Fri, 17 Nov 2017 17:04:13 +0000 (12:04 -0500)
author Tom Lane <tgl@sss.pgh.pa.us>
Fri, 17 Nov 2017 17:04:06 +0000 (12:04 -0500)
committer Tom Lane <tgl@sss.pgh.pa.us>
Fri, 17 Nov 2017 17:04:13 +0000 (12:04 -0500)
diff --git a/doc/src/sgml/func.sgml b/doc/src/sgml/func.sgml

index f901567f7e2fe6dc88e0a6ef3d5031d48e8423d4..35a845c4001cfd4de0da381b44e8408f6e4693c2 100644 (file)
--- a/doc/src/sgml/func.sgml
+++ b/doc/src/sgml/func.sgml
@@ -5850,7 +5850,10 @@ SELECT regexp_match('abc01234xyz', '(?:(.*?)(\d+)(.*)){1,1}');
      data based on the given value.  Any text that is not a template pattern is
      simply copied verbatim.  Similarly, in an input template string (for the
      other functions), template patterns identify the values to be supplied by
-    the input data string.
+    the input data string.  If there are characters in the template string
+    that are not template patterns, the corresponding characters in the input
+    data string are simply skipped over (whether or not they are equal to the
+    template string characters).
     </para>
  
    <para>
@@ -6176,13 +6179,15 @@ SELECT regexp_match('abc01234xyz', '(?:(.*?)(\d+)(.*)){1,1}');
         Ordinary text is allowed in <function>to_char</function>
         templates and will be output literally.  You can put a substring
         in double quotes to force it to be interpreted as literal text
-       even if it contains pattern key words.  For example, in
+       even if it contains template patterns.  For example, in
         <literal>'"Hello Year "YYYY'</literal>, the <literal>YYYY</literal>
         will be replaced by the year data, but the single <literal>Y</literal> in <literal>Year</literal>
-       will not be.  In <function>to_date</function>, <function>to_number</function>,
-       and <function>to_timestamp</function>, double-quoted strings skip the number of
-       input characters contained in the string, e.g. <literal>"XX"</literal>
-       skips two input characters.
+       will not be.
+       In <function>to_date</function>, <function>to_number</function>,
+       and <function>to_timestamp</function>, literal text and double-quoted
+       strings result in skipping the number of characters contained in the
+       string; for example <literal>"XX"</literal> skips two input characters
+       (whether or not they are <literal>XX</literal>).
        </para>
       </listitem>
  
@@ -6483,6 +6488,17 @@ SELECT regexp_match('abc01234xyz', '(?:(.*?)(\d+)(.*)){1,1}');
        </para>
       </listitem>
  
+     <listitem>
+      <para>
+       In <function>to_number</function>, if non-data template patterns such
+       as <literal>L</literal> or <literal>TH</literal> are used, the
+       corresponding number of input characters are skipped, whether or not
+       they match the template pattern, unless they are data characters
+       (that is, digits, sign, decimal point, or comma).  For
+       example, <literal>TH</literal> would skip two non-data characters.
+      </para>
+     </listitem>
+
       <listitem>
        <para>
         <literal>V</literal> with <function>to_char</function>
diff --git a/src/backend/utils/adt/formatting.c b/src/backend/utils/adt/formatting.c

index 50254f238885057b38655fc24df33739fcefb351..5afc293a5a0d93e91fb2d5a9600e51944b5ad025 100644 (file)

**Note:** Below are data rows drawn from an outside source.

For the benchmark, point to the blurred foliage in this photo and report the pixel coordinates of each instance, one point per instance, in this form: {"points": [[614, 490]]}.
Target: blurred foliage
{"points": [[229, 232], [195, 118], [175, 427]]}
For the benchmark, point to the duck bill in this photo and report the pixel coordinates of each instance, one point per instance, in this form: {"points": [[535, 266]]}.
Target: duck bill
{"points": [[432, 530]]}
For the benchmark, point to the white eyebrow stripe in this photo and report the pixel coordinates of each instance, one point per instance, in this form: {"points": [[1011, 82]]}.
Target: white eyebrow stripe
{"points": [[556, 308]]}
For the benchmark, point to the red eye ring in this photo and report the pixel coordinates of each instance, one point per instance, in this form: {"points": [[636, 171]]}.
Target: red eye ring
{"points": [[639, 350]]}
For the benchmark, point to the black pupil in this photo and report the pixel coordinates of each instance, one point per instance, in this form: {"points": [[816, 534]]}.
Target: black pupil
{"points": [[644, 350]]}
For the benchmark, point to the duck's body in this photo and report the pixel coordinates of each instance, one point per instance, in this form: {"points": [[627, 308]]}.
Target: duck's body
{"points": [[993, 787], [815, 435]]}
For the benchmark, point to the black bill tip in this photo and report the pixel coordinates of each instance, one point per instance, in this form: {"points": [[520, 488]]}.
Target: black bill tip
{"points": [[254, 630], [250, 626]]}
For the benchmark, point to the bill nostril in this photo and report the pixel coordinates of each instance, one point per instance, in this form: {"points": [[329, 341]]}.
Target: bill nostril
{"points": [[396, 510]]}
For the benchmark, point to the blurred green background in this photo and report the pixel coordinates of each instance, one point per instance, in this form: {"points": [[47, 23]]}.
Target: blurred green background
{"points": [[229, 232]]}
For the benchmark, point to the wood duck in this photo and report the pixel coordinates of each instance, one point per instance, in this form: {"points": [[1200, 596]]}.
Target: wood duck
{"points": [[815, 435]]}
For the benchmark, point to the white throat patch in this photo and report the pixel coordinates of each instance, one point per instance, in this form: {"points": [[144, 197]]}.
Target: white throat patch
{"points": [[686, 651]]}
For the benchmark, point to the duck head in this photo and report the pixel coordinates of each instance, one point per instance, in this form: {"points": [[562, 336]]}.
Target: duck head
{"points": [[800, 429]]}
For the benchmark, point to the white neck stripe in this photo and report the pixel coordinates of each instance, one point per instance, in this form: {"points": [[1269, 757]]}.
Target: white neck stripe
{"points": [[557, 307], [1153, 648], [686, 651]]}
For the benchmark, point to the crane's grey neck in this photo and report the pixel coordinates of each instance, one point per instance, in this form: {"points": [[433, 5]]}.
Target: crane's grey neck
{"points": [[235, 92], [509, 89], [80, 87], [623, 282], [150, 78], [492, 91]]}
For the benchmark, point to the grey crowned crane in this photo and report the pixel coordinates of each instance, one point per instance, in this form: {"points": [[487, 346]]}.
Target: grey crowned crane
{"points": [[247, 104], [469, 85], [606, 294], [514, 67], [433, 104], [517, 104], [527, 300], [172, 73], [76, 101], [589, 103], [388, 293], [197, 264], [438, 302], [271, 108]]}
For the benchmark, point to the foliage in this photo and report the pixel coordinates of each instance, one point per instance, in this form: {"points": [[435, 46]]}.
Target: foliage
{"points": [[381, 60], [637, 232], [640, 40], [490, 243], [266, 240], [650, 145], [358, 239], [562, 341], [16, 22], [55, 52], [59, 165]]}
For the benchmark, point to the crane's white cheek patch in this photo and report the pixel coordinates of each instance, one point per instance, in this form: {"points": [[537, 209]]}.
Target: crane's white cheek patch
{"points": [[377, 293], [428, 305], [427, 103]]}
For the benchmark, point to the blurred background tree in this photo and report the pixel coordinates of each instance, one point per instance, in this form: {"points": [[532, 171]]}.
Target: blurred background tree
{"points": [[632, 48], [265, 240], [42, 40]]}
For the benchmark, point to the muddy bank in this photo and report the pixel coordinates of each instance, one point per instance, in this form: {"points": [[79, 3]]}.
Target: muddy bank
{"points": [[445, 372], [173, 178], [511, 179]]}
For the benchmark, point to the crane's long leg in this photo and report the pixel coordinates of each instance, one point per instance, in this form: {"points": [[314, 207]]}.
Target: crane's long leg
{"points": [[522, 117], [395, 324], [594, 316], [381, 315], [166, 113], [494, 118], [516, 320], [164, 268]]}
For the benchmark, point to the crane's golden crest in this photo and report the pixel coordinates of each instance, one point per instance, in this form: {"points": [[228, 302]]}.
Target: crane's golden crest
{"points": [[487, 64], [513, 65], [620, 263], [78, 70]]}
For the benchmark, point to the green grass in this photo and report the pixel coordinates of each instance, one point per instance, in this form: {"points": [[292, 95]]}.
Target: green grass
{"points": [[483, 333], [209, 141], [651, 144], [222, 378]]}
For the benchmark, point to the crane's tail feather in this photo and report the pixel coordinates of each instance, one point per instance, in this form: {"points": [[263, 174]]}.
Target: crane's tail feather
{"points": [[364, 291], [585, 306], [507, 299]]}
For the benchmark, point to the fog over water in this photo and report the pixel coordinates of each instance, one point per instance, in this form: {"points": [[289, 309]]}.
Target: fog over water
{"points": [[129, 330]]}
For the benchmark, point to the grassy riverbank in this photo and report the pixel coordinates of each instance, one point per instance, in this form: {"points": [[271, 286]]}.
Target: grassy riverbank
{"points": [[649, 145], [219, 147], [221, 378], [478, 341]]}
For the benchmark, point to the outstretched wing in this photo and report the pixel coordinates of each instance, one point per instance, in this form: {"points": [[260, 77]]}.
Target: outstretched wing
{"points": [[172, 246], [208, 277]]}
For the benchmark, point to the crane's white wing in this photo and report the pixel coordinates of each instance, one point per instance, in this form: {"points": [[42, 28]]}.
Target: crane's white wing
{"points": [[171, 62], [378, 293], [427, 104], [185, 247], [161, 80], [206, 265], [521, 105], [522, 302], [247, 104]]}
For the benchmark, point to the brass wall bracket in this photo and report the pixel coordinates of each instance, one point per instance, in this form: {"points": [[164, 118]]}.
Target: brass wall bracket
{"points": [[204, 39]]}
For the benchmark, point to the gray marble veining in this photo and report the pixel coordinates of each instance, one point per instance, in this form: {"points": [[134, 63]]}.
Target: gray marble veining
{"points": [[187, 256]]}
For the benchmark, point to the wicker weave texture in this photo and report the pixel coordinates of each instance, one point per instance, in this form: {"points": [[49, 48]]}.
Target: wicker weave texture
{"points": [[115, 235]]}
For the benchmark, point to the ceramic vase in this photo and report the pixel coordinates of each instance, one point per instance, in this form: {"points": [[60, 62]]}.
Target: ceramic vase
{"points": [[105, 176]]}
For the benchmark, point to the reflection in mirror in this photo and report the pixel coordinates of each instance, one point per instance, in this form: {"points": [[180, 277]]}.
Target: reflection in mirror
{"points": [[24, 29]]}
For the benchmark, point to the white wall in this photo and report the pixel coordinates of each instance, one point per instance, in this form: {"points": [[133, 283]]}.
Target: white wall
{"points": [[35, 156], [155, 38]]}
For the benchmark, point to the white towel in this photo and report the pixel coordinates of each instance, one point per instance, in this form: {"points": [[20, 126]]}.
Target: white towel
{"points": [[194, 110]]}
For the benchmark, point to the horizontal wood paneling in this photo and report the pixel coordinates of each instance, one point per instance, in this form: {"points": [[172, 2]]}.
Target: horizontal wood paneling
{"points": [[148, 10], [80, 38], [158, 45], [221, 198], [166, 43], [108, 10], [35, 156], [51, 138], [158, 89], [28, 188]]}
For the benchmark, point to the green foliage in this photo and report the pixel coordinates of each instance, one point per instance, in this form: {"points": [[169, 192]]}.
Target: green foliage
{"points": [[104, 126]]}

--- a/src/backend/utils/adt/formatting.c
+++ b/src/backend/utils/adt/formatting.c
@@ -988,7 +988,7 @@ static char *get_last_relevant_decnum(char *num);
  static void NUM_numpart_from_char(NUMProc *Np, int id, int input_len);
  static void NUM_numpart_to_char(NUMProc *Np, int id);
  static char *NUM_processor(FormatNode *node, NUMDesc *Num, char *inout,
-                         char *number, int from_char_input_len, int to_char_out_pre_spaces,
+                         char *number, int input_len, int to_char_out_pre_spaces,
                           int sign, bool is_to_char, Oid collid);
  static DCHCacheEntry *DCH_cache_getnew(const char *str);
  static DCHCacheEntry *DCH_cache_search(const char *str);
@@ -4232,6 +4232,14 @@ get_last_relevant_decnum(char *num)
         return result;
  }
  
+/*
+ * These macros are used in NUM_processor() and its subsidiary routines.
+ * OVERLOAD_TEST: true if we've reached end of input string
+ * AMOUNT_TEST(s): true if at least s characters remain in string
+ */
+#define OVERLOAD_TEST  (Np->inout_p >= Np->inout + input_len)
+#define AMOUNT_TEST(s) (Np->inout_p <= Np->inout + (input_len - (s)))
+
  /* ----------
   * Number extraction for TO_NUMBER()
   * ----------
@@ -4246,9 +4254,6 @@ NUM_numpart_from_char(NUMProc *Np, int id, int input_len)
                  (id == NUM_0 || id == NUM_9) ? "NUM_0/9" : id == NUM_DEC ? "NUM_DEC" : "???");
  #endif
  
-#define OVERLOAD_TEST  (Np->inout_p >= Np->inout + input_len)
-#define AMOUNT_TEST(_s) (input_len-(Np->inout_p-Np->inout) >= _s)
-
         if (OVERLOAD_TEST)
                 return;
  
@@ -4641,14 +4646,32 @@ NUM_numpart_to_char(NUMProc *Np, int id)
         ++Np->num_curr;
  }
  
+/*
+ * Skip over "n" input characters, but only if they aren't numeric data
+ */
+static void
+NUM_eat_non_data_chars(NUMProc *Np, int n, int input_len)
+{
+       while (n-- > 0)
+       {
+               if (OVERLOAD_TEST)
+                       break;                          /* end of input */
+               if (strchr("0123456789.,+-", *Np->inout_p) != NULL)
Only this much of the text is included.